Isso é com o time do (ministro da Economia) Paulo Guedes. Mas acredito que, quanto mais o governo aprender a lidar como se fosse uma empresa, mais conseguirá prestar um serviço de qualidade.

Dentro do país, qual o seu maior mercado de vendas?

São Paulo e Sudeste representam 60% das vendas.

O surgimento de empresas emergentes como a Tesla está incomodando as empresas tradicionais?

Eu não diria incomodando. A Tesla é muito focada em carro elétrico e está ajudando na divulgação deste segmento, deixando mais claro como é possível usar a tecnologia no dia a dia.

Estamos próximos de um mercado futurista dos carros voadores?

Nunca imaginaríamos poder pegar o nosso celular e ver o rosto da nossa família, conversar online. O carro vai por este mesmo caminho.

Os veículos vão se tornar cada vez mais conectados com as pessoas, cada vez mais ligados no seu dia a dia, bem mais próximos, com direção autônoma, segurança com o 5G entrando, carro freando sozinho.
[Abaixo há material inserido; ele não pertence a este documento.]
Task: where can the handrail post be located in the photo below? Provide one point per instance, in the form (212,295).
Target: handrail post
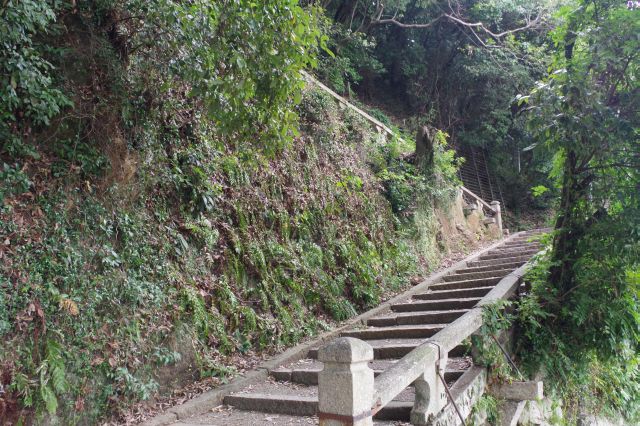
(431,395)
(495,205)
(345,385)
E por que não no futuro, daqui a 20 ou 30 anos, o carro não voe? Pode ser.

Qual a diferença entre os carros produzidos pela BMW fora e dentro do Brasil?

Não existe diferença. Falamos que um BMW brasileiro ou da Bavária ou da China é o mesmo carro. Não muda nada.

Qual o futuro dos empregos na indústria 4.0?

O desafio será preparar os funcionários para se adaptarem à tecnologia 4.0. Na nossa fábrica de Araguari, por exemplo, temos um programa que começa a inserir o melhor aprendiz em tecnologia.

O humano e a máquina vão cooperar cada vez mais. Na fábrica da Alemanha, o funcionário tem um 'smart watch', o robô sabe dos movimentos das pessoas e vão trabalhando juntos.

Mas para chegar a esse ponto não precisamos investir mais em educação?

Temos um longo caminho a ser feito. Trabalhei na China, e informática e matemática são muito importantes para apurar o raciocínio lógico. Também ter mais centros tecnológicos como Senai e Senac para ajudar a fomentar isso.